Von den vielen Ländern, in denen es überraschend experimentierfreudige (und in Europa oft unbekannte) Musikszenen gibt, taucht der Iran in unserer Berichterstattung immer wieder auf. Über die Jahre erreichten uns Compilations zu experimenteller, ambienter und traditionell beeinflusster Musik, bekannte Vertreter der lokalen Musik wie Saba Alizadeh und Siavash Amini oder im Ausland lebende Acts wie 9T Antiope und Marjan Farsad zählen zu unseren immer wiederkehrenden Themen. Umso schöner zu sehen, dass die im vorigen Jahr erschienene Anthologie “This is Tehran?” nach wie vor Überraschendes zu bieten hat.
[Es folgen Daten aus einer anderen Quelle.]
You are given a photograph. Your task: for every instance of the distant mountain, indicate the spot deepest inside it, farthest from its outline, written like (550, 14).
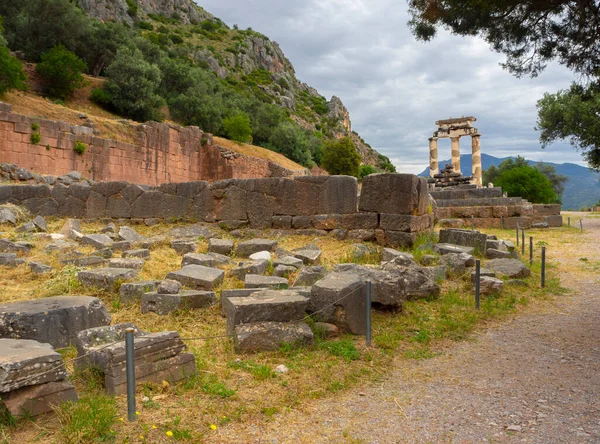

Wie der Titel impliziert, konzentriert sich die Sammlung auf die Musikszene(n) speziell der Hauptstadt Teheran, die innerhalb einer Handvoll Generationen von einer eher unbedeutenden Kleinstadt zur Megapole mit 15 Millionen Einwohnern heranwuchs. Innerhalb dieser Zeit wurde die Stadt Zeugin von zwei Revolutionen und manch anderen dramatischen Ereignissen, und in den Augen des Westens wandelte sich ihr Image vom opulenten Sehnsuchtsort, in dem noch in den 70ern dekadente Parties gefeiert wurden, zum Hort einer ebenso einseitig imaginierten Gefahr. Der Übergang von einem zum anderen, aber auch die Tatsache, dass beide Bilder der Wirklichkeit der Stadt in Teilen – aber auch nur in Teilen – gerecht werden, sind sehr anschaulich in Christian Krachts Roman “1979″ illustriert, aus der iranischen Literatur gibt es wahrscheinlich noch bessere Beispiele. Teil der vielfarbigen Milieus der Stadt ist heute auch eine große Kunst- und Musik-Community, und die Beiträge, die auf der im vorigen Jahr erschienenen Sammlung vertreten sind, geben einen bemerkenswerten Einblick in deren Bandbreite.
In der heterogenen Auswahl reihen sich traditionell anmutende Stücke mit Piano und Karmancheh (eine Spielart der Violine) wie das besinnliche Stück von Siavash Molaeian und Kasra Faridi oder jazzig eingefärbte Balladen wie Mina Momenis “Divar” an die verspielte und gleichsam epische Zeitraffer-Elektronik von Rojin Sharafi oder den dekonstruierten Triphop der Otagh Band, dem der tanzbare Underground-Techno mit Folkzitaten von Pedaram Babaiee in nichts nachsteht. Wie eine rasante Fahrt über weites Land präsentiert sich die galoppierende Uptempo-Nummer von Ehsan Abdipour, die nach eigener Angabe nur auf Synthies und Perkussion basiert, doch an manchen Stellen meint man schalmeiartige Bläser zu hören, die die verblüffende Nähe der alten Musik aus Ost und West in Erinnerung rufen – wie dem sei, der Sound basiert recht sichr auf Mixed Media. Nach nicht einmal drei Minuten endet das Stück, und man mag nicht glauben, dass es wirklich so kurz war.
Zu den weiteren Höhepunkten zählt der Beitrag des mittlerweile auch hierzulande etwas bekannteren Saba Alizadeh vom aktuellen Album, ein vordergründig bedächtiges Karmancheh-Stück, unter dessen Oberfläche sich eine enorme Wucht nur halb versteckt. Ferner der komplexe Score von Ata ‘Sote’ Ebtekar und Band, deren düstere Elektronik einen dystopischen Breitbandfilm untermalen könnte. Dann keineswegs zuletzt der von klassischem Piano begleitete Gesang von Parastoo Ahmadi – ich empfehle ihre leidenschaftliche Interpretation eines alten Liedes aus Shiraz (nicht nur) all jenen, die iranische Musik mit Sängerinnen wie Darya Dadvar oder Sara Naeini verbinden.
Warum das Fragezeichen im Titel? Vielleicht weil diese Musik AUCH Teheran ist und somit nur ein Teil der Riesenstadt. Aber ein sehr ungekannter, den es zu kennen lohnt.